In fact, more than 10% of businesses use over 200 apps. This means their employees have to manage 200 different passwords. Even if this number was 20, 50 or 100, it would still be a lot of passwords to keep track of.
In this case, consider using a password manager — an application that will keep your passwords safe and secure at one place.
Now, you may think:
“Why should I keep track of all of those passwords when I can simply check the “Remember me” box on each of the accounts and never type in the password again?”
You could do that, but we strongly advise you not to. This only makes it easier for hackers to make their way into your profiles. Plus, the risk of a data breach, damage or theft would multiply if all of your team members were doing the same.
7. Keep the Software Updated
For every software that you use – from the main operating system to specific mobile and web apps – every now and then you’ll receive the notification about an update you need to implement.
The key advice here is: Don’t ignore update notifications.
Keep in mind that almost every new update will contain security-related updates within. So, the longer you ignore it, the lower your system security will be.
Although this may not be directly tied with password protection, it is an important step in the overall matter of cybersecurity for your business.
How to Help Your Remote Team Stay Alert and Use a High Level of Password Protection
Since many small and medium companies shifted to a remote-first model practically overnight in 2020, a “window of opportunity” has opened for hackers.
Help your team members become aware of the cybersecurity risks.

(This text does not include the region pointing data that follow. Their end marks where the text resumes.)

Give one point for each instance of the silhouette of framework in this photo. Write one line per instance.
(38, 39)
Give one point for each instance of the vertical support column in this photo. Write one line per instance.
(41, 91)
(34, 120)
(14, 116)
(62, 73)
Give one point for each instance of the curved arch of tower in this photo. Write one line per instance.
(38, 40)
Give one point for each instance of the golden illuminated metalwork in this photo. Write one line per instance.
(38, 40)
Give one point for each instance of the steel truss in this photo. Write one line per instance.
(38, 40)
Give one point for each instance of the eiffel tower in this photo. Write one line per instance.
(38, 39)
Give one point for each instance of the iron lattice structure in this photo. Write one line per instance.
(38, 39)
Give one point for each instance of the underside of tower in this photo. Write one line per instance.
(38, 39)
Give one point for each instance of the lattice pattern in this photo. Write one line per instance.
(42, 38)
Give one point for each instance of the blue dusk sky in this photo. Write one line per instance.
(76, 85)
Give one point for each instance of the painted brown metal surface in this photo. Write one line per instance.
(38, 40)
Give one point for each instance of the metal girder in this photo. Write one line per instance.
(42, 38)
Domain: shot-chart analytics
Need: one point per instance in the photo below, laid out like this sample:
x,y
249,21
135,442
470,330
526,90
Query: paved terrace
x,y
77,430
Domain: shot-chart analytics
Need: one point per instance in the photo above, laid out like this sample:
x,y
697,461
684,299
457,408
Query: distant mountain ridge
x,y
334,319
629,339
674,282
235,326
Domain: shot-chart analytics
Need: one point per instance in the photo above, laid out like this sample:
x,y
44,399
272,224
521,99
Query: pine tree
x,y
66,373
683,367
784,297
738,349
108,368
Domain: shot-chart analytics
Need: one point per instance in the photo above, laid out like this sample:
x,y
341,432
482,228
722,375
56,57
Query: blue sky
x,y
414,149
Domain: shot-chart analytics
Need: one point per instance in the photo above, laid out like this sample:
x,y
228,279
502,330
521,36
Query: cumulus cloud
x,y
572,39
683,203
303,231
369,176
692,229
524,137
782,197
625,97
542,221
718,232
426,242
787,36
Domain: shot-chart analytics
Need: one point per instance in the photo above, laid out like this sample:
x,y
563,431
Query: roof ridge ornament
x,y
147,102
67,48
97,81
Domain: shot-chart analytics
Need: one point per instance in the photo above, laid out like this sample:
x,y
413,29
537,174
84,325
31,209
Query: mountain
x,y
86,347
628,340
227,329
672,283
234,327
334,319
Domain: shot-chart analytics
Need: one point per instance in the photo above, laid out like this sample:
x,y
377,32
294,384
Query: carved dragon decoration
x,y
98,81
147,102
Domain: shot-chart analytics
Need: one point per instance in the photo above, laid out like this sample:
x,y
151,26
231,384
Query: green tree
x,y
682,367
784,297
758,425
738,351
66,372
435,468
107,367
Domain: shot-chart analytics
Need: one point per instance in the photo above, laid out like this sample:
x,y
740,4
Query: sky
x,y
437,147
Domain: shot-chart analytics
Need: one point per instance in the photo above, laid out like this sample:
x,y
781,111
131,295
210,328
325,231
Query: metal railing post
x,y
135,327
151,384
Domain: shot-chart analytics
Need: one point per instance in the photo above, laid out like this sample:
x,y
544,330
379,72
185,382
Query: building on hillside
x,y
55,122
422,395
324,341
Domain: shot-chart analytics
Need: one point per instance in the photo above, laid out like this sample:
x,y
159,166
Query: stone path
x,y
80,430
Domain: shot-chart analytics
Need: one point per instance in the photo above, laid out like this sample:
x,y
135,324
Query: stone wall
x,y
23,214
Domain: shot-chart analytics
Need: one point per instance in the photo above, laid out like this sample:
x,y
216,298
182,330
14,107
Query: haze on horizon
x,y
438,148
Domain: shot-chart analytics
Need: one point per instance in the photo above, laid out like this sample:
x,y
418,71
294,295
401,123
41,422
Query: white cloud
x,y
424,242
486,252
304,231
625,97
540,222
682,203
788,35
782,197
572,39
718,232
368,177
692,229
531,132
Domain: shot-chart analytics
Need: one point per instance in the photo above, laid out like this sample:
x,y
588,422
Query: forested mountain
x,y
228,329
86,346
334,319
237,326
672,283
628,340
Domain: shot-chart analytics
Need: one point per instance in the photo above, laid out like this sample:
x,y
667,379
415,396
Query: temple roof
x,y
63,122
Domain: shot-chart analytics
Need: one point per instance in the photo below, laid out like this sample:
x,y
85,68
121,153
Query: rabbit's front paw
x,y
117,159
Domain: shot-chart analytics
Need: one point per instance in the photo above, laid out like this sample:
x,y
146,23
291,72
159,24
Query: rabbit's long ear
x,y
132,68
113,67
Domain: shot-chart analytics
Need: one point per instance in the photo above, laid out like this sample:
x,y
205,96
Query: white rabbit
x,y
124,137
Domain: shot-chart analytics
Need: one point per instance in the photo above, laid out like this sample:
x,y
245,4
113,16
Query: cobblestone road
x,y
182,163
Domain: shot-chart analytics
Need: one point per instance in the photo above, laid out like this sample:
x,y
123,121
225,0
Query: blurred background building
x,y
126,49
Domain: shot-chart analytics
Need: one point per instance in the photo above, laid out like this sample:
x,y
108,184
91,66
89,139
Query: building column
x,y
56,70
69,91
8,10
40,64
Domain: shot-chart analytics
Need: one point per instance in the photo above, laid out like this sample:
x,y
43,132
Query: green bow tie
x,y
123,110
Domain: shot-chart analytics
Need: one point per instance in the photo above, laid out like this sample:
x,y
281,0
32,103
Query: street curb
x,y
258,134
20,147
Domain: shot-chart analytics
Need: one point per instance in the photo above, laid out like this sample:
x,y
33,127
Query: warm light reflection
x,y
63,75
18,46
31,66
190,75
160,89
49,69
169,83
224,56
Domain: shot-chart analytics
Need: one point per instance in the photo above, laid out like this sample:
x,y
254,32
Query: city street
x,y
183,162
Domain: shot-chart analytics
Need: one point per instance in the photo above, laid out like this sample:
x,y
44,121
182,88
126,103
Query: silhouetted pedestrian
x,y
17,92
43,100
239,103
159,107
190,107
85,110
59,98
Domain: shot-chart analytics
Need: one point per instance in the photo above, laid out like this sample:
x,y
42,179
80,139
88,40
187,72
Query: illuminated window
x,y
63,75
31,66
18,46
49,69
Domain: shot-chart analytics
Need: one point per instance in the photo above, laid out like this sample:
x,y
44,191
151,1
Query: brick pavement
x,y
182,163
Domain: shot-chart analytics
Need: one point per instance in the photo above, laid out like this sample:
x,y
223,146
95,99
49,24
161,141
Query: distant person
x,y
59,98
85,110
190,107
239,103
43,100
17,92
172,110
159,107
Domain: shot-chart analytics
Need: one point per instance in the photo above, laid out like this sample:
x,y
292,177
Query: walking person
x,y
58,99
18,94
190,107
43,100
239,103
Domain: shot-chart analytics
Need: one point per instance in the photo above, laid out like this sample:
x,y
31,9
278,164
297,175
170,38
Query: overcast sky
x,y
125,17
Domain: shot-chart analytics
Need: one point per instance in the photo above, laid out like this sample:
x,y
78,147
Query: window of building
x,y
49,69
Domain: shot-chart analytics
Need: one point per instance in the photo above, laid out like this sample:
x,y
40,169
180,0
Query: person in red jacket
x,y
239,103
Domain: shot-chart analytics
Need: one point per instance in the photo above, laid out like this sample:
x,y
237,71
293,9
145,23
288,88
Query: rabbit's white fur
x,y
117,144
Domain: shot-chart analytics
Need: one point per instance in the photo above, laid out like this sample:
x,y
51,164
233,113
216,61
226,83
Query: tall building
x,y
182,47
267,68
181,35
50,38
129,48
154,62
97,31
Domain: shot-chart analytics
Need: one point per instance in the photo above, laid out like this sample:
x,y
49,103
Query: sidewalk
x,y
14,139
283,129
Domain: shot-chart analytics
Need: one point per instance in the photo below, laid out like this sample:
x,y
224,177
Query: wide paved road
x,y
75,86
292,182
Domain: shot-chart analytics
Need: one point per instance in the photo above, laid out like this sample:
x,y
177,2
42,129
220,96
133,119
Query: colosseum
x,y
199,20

Some of the most common types of cyberattacks and financial frauds that may target your employees’ accounts include (but are not limited to):
- Phishing scams
- Identity theft
- Ransomware attacks
- Business email compromise
Of course, high-privilege accounts, such as the one of a system administrator, or the accounts of employees who have access to the company’s finances, should be protected at an even higher level.
That’s why educating your employees and keeping everyone on the same page regarding the importance of password protection could help you prevent major business disasters.
Keep cybersecurity news and updates among the important notes for your employees.
Engage your IT staff or a managed security provider to help you, whether you choose to document important notes as part of your internal communications, present them during an onboarding phase for new employees or emphasize them during cybersecurity training for your staff.
How Can a Managed IT Security Provider Help You Keep Your Data Safe?
Besides the fact that a dedicated team of cybersecurity experts can run regular cybersecurity training for your staff, a managed cybersecurity provider can also help you:
- Identify risks and vulnerabilities
- Strengthen passwords for accounts
- Test and scan your emails for phishing scams
- Keep your system updated at all times
- Enable secure access to an office network
- Manage and monitor all access points
- Troubleshoot and fix any occurring issues
- Prevent threats and keep your data secure
Remember, it could only take one compromised password to put sensitive corporate data at risk.
Key Takeaways on Password Protection with the Help of Managed Security Services
As already mentioned, it’s very important to educate your employees about cybersecurity risks and make sure they’re aware of the importance of creating and managing strong passwords, especially for work accounts they access via a home desktop computer or a personal laptop.
Using unique passwords, two-factor authentication and other password protection tactics for each account will help your employees create a stronger barrier for unauthorized access to sensitive data.
The best practice is to apply a proactive IT security approach to your business.
Depending on your business size and current system and networks, you may hire in-house IT specialists or hire a managed security services provider to help you create a strategy tailored to your needs. This will help you efficiently assess risks, detect vulnerabilities and protect your data.